Espera-se que seja permitido o direito de defesa, consagrado na Constituição, embora os profissionais já tenham sido ofendidos e linchados publicamente.
O fato, no entanto, de terem sido necessárias equipes da Polícia Militar para controlar o tumulto causado pelo descontentamento com a falta de atendimento, já permite antever um possível motivo para a ausência: o risco de vida. Temos assistido, com assustadora freqüência, o descaso dos gestores quanto à reposição de pessoal, ou seja, os plantões de emergência do SUS já funcionam superlotados, com pacientes em macas pelos corredores, etc, etc.
As equipes têm número insuficiente de médicos, fazendo com que todos trabalhem além de seus limites e sob a pressão dos que aguardam, descontentes com a demora. Muitos médicos já foram, inclusive, agredidos fisicamente.

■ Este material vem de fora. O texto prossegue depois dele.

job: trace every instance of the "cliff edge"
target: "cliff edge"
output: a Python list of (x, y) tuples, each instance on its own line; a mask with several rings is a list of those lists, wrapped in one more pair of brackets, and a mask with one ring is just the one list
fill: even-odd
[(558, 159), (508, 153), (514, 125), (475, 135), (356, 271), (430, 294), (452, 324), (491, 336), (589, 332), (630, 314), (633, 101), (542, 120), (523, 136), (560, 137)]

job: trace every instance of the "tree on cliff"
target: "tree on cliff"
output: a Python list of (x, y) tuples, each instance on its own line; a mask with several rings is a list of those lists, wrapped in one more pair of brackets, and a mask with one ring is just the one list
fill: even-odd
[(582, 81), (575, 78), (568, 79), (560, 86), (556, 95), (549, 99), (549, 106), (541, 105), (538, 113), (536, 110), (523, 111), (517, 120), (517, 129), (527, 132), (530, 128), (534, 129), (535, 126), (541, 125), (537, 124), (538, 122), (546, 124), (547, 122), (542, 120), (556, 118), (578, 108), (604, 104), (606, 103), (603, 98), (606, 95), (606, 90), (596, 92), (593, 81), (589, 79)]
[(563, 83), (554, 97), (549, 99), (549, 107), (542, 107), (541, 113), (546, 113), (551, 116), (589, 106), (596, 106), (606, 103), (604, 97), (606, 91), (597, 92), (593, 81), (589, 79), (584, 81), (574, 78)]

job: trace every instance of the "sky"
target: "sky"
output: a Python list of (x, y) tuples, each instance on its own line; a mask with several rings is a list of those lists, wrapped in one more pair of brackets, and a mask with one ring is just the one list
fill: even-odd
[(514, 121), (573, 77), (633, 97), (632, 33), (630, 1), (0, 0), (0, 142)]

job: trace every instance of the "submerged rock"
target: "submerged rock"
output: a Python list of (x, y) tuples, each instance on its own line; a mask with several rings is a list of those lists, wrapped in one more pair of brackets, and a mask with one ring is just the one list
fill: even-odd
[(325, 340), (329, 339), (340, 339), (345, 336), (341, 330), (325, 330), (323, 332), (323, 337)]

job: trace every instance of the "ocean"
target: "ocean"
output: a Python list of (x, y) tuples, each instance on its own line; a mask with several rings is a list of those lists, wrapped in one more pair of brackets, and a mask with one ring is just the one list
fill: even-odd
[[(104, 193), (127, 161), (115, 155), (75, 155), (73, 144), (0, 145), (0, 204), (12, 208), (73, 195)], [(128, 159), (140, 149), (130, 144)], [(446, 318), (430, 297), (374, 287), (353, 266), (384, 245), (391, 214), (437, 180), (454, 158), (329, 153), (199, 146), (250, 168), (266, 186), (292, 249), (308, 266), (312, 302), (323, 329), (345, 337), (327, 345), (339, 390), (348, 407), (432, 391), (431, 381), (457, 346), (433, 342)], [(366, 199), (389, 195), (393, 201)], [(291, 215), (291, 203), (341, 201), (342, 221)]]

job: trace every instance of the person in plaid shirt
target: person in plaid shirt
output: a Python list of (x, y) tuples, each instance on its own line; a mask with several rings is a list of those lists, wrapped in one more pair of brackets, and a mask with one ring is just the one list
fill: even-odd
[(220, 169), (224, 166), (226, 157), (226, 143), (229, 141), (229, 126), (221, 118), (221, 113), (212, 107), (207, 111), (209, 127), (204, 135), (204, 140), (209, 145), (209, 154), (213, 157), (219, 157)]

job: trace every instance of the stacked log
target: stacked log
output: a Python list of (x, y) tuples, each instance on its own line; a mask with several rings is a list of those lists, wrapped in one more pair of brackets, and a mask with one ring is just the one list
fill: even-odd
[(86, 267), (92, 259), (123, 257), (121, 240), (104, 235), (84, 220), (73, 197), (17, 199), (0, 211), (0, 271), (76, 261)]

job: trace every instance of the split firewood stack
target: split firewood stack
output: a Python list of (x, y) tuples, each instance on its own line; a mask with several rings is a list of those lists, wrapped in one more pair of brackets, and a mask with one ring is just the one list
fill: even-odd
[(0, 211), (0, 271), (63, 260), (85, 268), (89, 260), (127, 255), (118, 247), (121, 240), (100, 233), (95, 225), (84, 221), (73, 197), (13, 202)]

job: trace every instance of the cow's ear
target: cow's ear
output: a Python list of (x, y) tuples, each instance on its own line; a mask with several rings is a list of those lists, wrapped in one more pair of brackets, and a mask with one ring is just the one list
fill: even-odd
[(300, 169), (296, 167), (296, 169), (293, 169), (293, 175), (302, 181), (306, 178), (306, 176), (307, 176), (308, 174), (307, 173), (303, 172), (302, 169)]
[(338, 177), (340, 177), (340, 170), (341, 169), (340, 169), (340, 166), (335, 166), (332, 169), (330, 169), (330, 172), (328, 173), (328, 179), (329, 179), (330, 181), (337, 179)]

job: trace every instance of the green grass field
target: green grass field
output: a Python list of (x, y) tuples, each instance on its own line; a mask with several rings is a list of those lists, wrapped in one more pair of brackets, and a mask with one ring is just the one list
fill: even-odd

Nessa situação, sem obter resposta de diretores e gestores, não é de surpreender que, sendo ainda mais reduzida a equipe, estivessem os que comparecessem em risco de vida.
Os fatos precisam ainda ser esclarecidos, mas algumas coisas são evidentes. O despreparo e falta de educação do governador do Estado é um deles. Outro, no entanto, é positivo. Parece que o Sr. Sérgio Cabral acaba de se dar conta de que há problemas na saúde. E quem sabe, a partir de agora, se tomem providências efetivas quanto à dengue, às filas para atendimento, à falta de contratação de profissionais, às macas nos corredores das emergências, enfim, o criminoso desrespeito com que o governo carioca vem tratando a população”.